Der Unabhängige Verwaltungssenat des Landes Oberösterreich erkennt durch sein Mit­glied Dr. Grof über die Berufung der x gegen das Straferkenntnis des Bezirkshauptmannes von Linz-Land vom 12. Juli 2011, Zl. Pol96-17-2011, wegen zwei Übertretungen des Oö. Polizeistrafgesetzes zu Recht:

I. Der Berufung wird insoweit stattgegeben, als die verhängten Geldstrafen jeweils auf 200 Euro und die Ersatzfreiheitsstrafen jeweils auf 28 Stunden herabgesetzt werden; im Übrigen wird diese hingegen abgewiesen und das angefochtene Straferkenntnis bestätigt.      

II. Der Beitrag zu den Kosten des Strafverfahrens vor der belangten Behörde ermäßigt sich auf insgesamt 40 Euro; für das Verfahren vor dem Oö. Verwaltungssenat ist kein Kostenbeitrag zu leisten.

Rechtsgrundlage:

§ 24 VStG i.V.m. § 66 Abs. 4 AVG; § 64 Abs. 1 und 2 VStG; § 65 VStG.

 

Entscheidungsgründe:

1.1. Mit Straferkenntnis des Bezirkshauptmannes von Linz-Land vom 12. Juli 2011, Zl. Pol96-17-2011, wurde gegen die Beschwerdeführerin jeweils eine Geldstrafe in Höhe von 400 Euro (Ersatzfreiheitsstrafe: jeweils 57 Stunden; Verfahrenskostenbeitrag: jeweils 40 Euro) verhängt, weil sie einerseits vom 1. Juni 2010 bis zum 10. Jänner 2011 Räumlichkeiten für die Anbahnung und Ausübung der Prostitution genutzt habe, ohne dies zuvor der Gemeinde anzuzeigen, und dies andererseits vom 18. Jänner 2010 bis zum 10. Jänner 2011 in für Jugendliche zugänglichen Druckwerken und anderen Medien öffentlich angekündigt habe; Dadurch habe sie einerseits eine Übertretung des § 2 Abs. 1 i.V.m. § 2 Abs. 3 lit. d des Oö. Polizeistrafgesetzes, LGBl.Nr. 36/1979, in der hier maßgeblichen Fassung LGBl.Nr. 77/2007 (im Folgenden: OöPolStG), und andererseits eine Übertretung des § 2 Abs. 3 lit. d OöPolStG begangen, weshalb sie jeweils nach § 10 Abs. 1 lit. c OöPolStG zu bestrafen gewesen sei.

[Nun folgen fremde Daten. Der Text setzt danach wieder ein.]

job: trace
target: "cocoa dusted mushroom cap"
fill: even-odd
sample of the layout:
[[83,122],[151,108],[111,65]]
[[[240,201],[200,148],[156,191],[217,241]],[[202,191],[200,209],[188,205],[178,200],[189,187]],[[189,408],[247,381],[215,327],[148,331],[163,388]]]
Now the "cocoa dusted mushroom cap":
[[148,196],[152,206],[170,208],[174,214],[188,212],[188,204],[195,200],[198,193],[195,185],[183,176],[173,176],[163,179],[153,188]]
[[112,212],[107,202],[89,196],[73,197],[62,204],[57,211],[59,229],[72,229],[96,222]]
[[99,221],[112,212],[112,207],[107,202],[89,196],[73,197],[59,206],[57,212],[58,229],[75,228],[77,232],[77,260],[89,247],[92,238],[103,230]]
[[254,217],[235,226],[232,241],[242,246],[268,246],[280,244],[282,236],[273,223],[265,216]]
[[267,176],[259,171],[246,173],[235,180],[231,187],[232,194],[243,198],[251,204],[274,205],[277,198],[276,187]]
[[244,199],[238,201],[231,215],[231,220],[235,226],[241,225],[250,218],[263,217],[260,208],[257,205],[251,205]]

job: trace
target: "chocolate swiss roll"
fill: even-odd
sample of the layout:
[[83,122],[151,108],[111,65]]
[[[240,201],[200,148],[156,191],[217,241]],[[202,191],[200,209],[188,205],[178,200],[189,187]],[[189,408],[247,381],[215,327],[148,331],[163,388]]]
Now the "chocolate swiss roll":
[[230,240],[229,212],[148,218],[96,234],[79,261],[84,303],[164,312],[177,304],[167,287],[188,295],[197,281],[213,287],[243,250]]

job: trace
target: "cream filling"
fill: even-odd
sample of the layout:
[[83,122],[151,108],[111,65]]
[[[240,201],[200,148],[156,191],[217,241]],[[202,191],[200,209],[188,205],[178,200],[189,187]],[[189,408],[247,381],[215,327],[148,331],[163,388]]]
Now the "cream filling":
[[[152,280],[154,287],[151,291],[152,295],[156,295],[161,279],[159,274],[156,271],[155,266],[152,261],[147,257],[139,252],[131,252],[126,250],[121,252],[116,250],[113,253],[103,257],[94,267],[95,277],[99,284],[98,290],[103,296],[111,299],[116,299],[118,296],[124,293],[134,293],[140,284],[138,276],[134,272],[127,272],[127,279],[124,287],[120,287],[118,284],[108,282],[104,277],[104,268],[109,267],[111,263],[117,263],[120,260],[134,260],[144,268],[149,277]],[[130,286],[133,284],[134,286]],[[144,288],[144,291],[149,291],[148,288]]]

Begründend wurde dazu im Wesentlichen ausgeführt, dass das der Rechtsmittelwerberin angelastete deliktische Verhalten auf Grund entsprechender behördlicher Ermittlungen als erwiesen anzusehen sei.

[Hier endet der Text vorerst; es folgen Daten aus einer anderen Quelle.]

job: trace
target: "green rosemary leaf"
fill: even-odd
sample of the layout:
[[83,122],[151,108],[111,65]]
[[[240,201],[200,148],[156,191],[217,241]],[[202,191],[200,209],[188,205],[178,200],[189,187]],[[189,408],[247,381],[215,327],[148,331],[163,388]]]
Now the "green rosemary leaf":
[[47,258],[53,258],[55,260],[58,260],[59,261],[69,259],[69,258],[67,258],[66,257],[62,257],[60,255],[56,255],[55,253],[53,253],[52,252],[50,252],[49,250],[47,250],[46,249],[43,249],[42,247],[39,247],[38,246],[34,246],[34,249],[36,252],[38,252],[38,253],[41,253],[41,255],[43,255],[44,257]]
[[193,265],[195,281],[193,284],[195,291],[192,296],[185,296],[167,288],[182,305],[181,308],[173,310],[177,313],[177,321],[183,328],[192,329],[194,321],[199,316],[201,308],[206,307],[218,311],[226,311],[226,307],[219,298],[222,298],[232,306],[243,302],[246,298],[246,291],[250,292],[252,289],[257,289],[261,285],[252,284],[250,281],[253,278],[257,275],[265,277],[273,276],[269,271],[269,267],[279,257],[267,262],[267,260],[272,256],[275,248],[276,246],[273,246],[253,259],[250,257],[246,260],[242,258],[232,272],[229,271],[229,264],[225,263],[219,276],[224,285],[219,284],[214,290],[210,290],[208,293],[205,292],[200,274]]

Im Zuge der Strafbemessung sei die bisherige Unbescholtenheit der Beschwerdeführerin und deren nachträgliches Wohlverhalten als mildernd zu werten gewesen, während Erschwerungsgründe nicht hervorgekommen seien; die von ihr bekannt gegebenen Einkommens-, Vermögens- und Familienverhältnisse (monatliches Nettoeinkommen: 1.500 Euro; kein Vermögen; keine Sorgepflichten) seien entsprechend berücksichtigt worden.

1.2. Gegen dieses ihr am 22. Juli 2011 zugestellte Straferkenntnis richtet sich die vorliegende, am 1. August 2011 – und damit rechtzeitig – zur Post gegebene Berufung.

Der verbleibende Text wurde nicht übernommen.